Şimdi başı açık da başı örtülü de kardeşçe, normalleşen bir Türkiye'nin okullarında okuyor. Hala bazı kendini bilmez öğretmen veya müdürler başörtüsünü yine engellemeye çalışıyor. Ama bize ihbarlar geldikçe de gereğini yapıyoruz onu da söyleyeyim. Yapmaya da devam edeceğiz. Çünkü önüne dikilenler karşılarında bizi bulurlar, bunu biliniz. Katsayıyı kaldırdık. Başı açık da başı kapalı da istediği üniversiteye girebiliyor. İşte normalleşme bu. Ülke parçalanmadı, bölünmedi. Hani bölünecekti? Hani parçalanacaktı? Sevgi bu ya, saygı bu ya. Bırakın şekillerle uğraşmayın, ne giydiğine bakmayın. İşte bunu hallettik biz. Ne oldu parçalandık mı bölündük mü? Başı örtülüyse kamuya giremezsin zulmünü yıllarca yaptılar. Hamdolsun normalleşen, güçlenen bir Türkiye var. Benim ricam; el ele verip kardeş olacağız, kardeşliğimize fitne sokmaya çalışanlara fırsat vermeyeceğiz. 30 Mart bir milat olsun. Yeni Türkiye'nin inşası için bir başlangıç olsun. Çok çalışcağız. Hanım kardeşlerimizden özellikle ricam çok çalışacağız. Bu gidişi siz ve gençler değiştireceksiniz buna inanıyorum. Tüm vatandaşlarım değiştirecek, hep birlikte çalışacağız."

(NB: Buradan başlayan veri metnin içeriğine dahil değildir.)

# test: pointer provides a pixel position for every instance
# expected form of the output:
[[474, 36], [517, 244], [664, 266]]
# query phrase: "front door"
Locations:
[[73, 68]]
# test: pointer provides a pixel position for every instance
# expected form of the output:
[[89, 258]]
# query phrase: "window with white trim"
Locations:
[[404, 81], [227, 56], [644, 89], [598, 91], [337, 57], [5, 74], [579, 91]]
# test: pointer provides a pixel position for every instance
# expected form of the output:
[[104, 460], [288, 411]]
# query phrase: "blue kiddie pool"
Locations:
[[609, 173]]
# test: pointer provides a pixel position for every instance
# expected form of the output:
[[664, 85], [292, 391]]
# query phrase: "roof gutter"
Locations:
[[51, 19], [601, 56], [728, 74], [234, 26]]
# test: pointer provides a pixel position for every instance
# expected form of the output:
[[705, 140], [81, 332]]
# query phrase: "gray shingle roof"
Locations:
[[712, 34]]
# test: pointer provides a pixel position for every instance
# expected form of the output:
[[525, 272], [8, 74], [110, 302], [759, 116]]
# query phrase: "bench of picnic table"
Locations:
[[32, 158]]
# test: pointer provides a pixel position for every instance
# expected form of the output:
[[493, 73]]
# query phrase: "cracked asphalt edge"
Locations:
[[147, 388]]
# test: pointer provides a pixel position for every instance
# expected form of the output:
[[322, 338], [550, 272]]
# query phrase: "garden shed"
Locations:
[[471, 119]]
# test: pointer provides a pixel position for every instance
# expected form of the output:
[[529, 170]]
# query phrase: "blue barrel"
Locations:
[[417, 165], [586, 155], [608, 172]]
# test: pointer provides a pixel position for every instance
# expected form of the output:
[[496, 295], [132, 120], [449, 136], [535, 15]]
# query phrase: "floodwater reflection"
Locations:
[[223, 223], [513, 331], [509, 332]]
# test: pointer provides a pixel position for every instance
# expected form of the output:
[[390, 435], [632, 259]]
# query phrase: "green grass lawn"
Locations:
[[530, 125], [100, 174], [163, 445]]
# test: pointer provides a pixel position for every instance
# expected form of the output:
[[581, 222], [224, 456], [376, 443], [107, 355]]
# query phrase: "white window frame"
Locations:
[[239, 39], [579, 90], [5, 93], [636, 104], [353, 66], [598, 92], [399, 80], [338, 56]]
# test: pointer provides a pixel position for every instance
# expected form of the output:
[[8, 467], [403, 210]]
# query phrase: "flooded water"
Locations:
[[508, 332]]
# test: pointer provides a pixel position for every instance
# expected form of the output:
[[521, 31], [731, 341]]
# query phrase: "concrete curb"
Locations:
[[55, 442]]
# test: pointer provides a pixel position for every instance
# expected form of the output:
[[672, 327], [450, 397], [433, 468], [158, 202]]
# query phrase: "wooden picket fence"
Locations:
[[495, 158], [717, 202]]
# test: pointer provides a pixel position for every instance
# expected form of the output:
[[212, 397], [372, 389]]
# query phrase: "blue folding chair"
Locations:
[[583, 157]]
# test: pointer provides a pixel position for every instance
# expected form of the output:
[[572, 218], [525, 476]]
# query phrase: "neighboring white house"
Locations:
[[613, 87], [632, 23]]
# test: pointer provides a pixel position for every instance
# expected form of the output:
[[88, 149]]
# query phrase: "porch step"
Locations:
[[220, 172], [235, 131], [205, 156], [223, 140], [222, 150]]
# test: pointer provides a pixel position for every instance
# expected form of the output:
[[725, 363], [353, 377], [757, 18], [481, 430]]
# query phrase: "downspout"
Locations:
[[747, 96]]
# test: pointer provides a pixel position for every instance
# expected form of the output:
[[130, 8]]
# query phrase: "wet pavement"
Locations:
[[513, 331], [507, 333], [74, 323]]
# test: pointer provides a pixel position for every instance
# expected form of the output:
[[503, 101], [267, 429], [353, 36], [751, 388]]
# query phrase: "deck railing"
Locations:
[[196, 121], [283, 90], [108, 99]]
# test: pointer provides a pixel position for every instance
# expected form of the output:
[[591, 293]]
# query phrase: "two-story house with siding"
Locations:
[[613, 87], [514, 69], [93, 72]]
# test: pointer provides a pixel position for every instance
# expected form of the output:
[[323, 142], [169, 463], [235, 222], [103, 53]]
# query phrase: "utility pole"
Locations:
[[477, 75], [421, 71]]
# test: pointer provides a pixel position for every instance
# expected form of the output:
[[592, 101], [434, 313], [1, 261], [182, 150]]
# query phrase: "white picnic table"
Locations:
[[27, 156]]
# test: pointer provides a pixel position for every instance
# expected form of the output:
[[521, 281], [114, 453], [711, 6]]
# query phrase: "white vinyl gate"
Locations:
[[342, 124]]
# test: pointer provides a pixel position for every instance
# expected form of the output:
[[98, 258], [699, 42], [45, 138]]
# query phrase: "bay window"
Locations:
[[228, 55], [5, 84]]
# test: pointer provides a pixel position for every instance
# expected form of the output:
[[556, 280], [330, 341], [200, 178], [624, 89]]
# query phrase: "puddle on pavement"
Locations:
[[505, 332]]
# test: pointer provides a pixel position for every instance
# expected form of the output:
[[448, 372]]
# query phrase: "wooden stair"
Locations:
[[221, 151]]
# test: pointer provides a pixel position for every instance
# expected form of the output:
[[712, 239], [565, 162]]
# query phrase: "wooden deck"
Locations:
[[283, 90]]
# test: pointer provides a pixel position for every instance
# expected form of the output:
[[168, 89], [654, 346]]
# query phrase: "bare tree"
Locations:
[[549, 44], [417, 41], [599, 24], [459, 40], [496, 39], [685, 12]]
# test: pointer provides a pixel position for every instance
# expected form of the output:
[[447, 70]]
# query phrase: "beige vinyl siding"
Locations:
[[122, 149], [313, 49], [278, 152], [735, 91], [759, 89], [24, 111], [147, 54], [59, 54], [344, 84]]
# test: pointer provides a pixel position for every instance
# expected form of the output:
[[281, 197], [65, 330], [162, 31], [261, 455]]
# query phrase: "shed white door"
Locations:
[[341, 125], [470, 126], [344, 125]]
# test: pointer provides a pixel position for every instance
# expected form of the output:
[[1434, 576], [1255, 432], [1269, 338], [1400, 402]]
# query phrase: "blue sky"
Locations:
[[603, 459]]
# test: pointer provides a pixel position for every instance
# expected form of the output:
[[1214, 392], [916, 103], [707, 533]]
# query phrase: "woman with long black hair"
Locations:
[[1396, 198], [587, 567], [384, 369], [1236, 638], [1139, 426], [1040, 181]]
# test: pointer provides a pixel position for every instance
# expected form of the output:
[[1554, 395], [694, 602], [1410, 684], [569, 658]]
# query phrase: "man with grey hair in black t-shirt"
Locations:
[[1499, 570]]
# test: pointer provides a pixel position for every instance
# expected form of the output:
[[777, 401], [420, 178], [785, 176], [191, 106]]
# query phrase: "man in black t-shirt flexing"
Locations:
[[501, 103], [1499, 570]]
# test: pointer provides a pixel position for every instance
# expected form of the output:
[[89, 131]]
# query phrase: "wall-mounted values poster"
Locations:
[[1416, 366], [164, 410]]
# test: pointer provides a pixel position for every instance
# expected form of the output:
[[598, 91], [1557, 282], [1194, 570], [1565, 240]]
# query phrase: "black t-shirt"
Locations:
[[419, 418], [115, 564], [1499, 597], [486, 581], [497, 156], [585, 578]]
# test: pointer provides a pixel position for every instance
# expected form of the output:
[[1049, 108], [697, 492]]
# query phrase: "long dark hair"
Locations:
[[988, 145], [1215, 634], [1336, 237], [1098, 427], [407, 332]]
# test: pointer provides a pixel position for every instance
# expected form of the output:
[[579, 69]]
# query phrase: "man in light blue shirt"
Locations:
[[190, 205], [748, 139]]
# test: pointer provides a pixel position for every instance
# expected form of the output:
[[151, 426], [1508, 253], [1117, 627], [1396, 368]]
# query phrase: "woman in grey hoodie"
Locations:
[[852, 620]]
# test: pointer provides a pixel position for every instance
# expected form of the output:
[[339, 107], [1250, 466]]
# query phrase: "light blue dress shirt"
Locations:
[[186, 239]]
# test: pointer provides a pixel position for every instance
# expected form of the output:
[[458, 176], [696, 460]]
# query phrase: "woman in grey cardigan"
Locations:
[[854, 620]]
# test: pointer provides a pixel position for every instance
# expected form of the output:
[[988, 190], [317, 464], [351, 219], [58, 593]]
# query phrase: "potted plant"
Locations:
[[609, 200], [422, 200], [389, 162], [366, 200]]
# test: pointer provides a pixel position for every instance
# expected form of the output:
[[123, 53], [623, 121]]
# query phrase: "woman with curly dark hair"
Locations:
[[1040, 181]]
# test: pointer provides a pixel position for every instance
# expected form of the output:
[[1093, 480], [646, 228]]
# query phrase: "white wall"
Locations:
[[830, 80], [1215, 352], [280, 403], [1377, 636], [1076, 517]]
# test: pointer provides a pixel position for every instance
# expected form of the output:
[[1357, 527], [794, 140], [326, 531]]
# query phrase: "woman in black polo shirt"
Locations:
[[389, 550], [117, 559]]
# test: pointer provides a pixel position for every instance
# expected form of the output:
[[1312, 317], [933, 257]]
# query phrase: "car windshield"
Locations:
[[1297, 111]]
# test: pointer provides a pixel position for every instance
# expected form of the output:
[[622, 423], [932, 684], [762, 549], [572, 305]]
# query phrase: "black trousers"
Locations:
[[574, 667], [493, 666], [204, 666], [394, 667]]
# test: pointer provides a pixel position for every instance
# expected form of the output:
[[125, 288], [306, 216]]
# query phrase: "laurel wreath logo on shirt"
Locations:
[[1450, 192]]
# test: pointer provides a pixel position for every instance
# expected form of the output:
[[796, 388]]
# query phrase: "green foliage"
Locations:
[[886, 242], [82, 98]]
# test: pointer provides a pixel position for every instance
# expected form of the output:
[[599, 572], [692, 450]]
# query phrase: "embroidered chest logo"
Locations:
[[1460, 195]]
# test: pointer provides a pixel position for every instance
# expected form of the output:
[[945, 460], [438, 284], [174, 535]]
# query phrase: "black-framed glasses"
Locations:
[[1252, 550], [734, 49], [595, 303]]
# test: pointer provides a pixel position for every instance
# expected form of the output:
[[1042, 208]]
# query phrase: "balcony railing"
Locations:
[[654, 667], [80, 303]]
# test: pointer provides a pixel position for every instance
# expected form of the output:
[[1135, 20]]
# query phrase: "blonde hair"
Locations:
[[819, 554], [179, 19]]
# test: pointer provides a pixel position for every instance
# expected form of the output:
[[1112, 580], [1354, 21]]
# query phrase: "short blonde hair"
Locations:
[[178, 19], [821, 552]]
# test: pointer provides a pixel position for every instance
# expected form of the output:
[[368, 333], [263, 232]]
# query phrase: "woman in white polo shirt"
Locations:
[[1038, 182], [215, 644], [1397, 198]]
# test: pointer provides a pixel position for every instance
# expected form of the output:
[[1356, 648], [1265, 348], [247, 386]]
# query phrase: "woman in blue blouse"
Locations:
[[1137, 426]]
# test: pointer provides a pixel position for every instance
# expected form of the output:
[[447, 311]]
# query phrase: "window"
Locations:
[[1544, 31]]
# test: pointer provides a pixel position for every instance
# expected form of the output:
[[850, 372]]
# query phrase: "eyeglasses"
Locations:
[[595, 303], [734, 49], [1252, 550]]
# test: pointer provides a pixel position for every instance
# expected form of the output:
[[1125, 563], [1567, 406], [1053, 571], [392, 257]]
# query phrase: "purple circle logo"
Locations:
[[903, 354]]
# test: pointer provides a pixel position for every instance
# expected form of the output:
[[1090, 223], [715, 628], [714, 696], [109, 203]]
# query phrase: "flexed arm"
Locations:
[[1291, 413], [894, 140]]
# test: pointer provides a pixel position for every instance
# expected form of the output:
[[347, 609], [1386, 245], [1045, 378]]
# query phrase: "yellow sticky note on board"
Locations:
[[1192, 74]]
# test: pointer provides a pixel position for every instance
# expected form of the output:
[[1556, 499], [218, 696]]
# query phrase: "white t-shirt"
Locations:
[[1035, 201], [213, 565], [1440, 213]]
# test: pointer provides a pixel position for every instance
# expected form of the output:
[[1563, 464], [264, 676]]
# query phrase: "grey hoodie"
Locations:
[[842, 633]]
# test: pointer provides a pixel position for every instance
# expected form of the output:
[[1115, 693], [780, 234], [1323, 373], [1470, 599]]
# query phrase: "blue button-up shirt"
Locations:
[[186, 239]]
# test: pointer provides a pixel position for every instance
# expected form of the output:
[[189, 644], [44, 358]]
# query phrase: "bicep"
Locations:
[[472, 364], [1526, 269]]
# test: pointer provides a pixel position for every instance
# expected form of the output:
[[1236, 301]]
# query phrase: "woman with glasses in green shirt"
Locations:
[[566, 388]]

-"YOK ÖYLE BİR PARTİ ARTIK"-
IMF'ye kendilerinden önce yapılan borçlanmalara değinen Erdoğan, "Şu MHP, CHP'nin yavrusu DSP yok öyle bir parti artık da, bunlar IMF'ye borçlandılar. 23 buçuk milyar dolar. Yav yolsuzlukların içinde olan bir hükümet bu parayı nasıl ödeyecekti? Biz ödedik, biz. Onlar borçlandı biz dedik, biz. Kardeşlerim yolsuzlukların içinde olan bir hükümet Merkez Bankası'nın kasasını doldurabilir mi? Ne CHP, ne MHP bu işten anlar. Diğer partileri konuşmamıza gerek yok.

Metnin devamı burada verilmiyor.